Conhecer pessoas é meu grande barato. Aos poucos, fui conquistando confiança e amizade. Em princípio, eu era uma curiosidade para eles. A criminalização dos jovens na periferia é um processo lento, mas progressivo. A luta para conseguir um emprego é de foice no escuro, por mais chavão que soe. Não há trabalho para quem ingressa no mercado de trabalho agora. Claro, sempre há o “quebra-galho”, o “bico”, e é disso que eles vivem.

O “beck” sempre aparece, é inevitável. É quando, ali unidos na roda de amigos e iguais, amortecem suas tristezas, preocupações, frustrações e se divertem entre si. Quase todos se conhecem desde criança. As meninas, quase todas, já são mães, e algumas de mais de um filho. Brincam, namoram entre crianças e adultos, perdida que foi a adolescência.

Andam, notívagos, pelos bairros circunvizinhos, em busca de outros grupos de jovens. Quando se encontram, é uma festa. Beijos, abraços e fortes apertos de mão. Ninguém tem nenhum tostão no bolso, mas o “beck” aparece como que por encanto. Sei como, por isso falo em criminalização do jovem da periferia. Vaguei com eles algumas noites insones.

O mundo ameaçava me engolir com excessos de atenções. Aquilo me desfocava, causando angústia. Uma palavra minha mal colocada poderia causar estragos. Enquanto as prisões tremiam, rebeladas, meu coração ficava pequeno. Às vezes surgia sensação de estar lá, esperando a PM entrar dando tiros ou batendo. E eles viriam na febre dessa vez, em busca de retaliação.

A guerra aqui fora me deixava sem saber o que pensar. Será que todo mundo havia enlouquecido? As ruas desertas me comunicavam pânico. Aquilo parecia quando ia morrer alguém assassinado na prisão. O clima da morte encharcava todos de gravidade. Quase ninguém falava e todos tensos.

Então uma das garotas se aproximou mais de mim. Sua intenção era pedir que eu ajudasse sua amiga. Eu a conhecia e não havia percebido. A garota estava no olho do furacão, como eu estive inúmeras vezes. Contou-me com a voz sumida e quase sussurrante. Tinha três filhos. Moravam com os pais. O pai das crianças estava faltando com a pensão há três anos. A mãe queria colocá-la para fora de casa com as crianças. Motivos? Nem sei se há motivos para que pais coloquem seus filhos para fora de casa, com filhos pequenos e sem recursos sequer para sobreviver.

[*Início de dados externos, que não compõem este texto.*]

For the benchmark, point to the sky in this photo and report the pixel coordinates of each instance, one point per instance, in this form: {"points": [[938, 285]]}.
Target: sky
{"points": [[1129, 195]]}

Sim, ela gosta da gandaia. Ama sua liberdade. Quer ficar à noite andando com seu grupo de amigos. E, pior, estava grávida de um namorado que não sabia se a queria de fato. Queria abortar. E agora? O que eu poderia fazer com uma situação dessas? Fui acometido por uma doçura tão grande por aquela mulher, que ficou insuportável.

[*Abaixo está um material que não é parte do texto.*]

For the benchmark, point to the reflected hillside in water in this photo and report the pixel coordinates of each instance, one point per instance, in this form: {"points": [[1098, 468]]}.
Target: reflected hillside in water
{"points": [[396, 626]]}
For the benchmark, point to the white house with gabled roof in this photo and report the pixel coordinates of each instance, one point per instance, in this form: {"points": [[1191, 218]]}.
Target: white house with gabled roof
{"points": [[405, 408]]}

Sou pobre. Vivo do que escrevo, vendendo meus livros nas palestras que sou convidado a fazer. Só não sou insensível. Então só havia uma saída. Eu pagaria o depósito do aluguel da casa que ela e as crianças careciam. Compraria fogão, camas, colchão e mantimentos para um mês.

Seria um sacrifício. Precisava comprar roupa de verão para meus filhos, fiquei preocupado. Mas não consegui ficar indiferente e muito menos omisso diante da gravidade dos fatos. Compreendo a morte, é até fácil, a natureza ensina. Mas o nascimento e a vida estão além da minha capacidade de compreender. Lido com fatos, efeitos, nesse caso, e reverencio a vida como Albert Schweitzer.

A pressão sobre mim vai se escoando e volto a viver na bendita obscuridade novamente. As pessoas não queriam acreditar, mas o que aconteceu nessa semana de terror em São Paulo era previsível sim, e muitos alertaram, inclusive eu. A bomba que foi jogada no ar não iria virar pombo e sair voando. Cairia e com absoluta intensidade. E caiu.

Hoje cedo a garota veio aqui em casa me procurar. Estava feliz. Havia procurado o pai da criança que iria gerar e este acolhera com alegria a notícia. Quer que ela vá morar com ele, junto com seus filhos. Senti alívio. Tirei peso enorme de sobre meus ombros. Sabia que o que iria fazer não se sustentava no tempo. Não tenho condições de arcar com outra família. Fiquei feliz comigo mesmo sem ter feito nada. Sabia que faria e até o fim.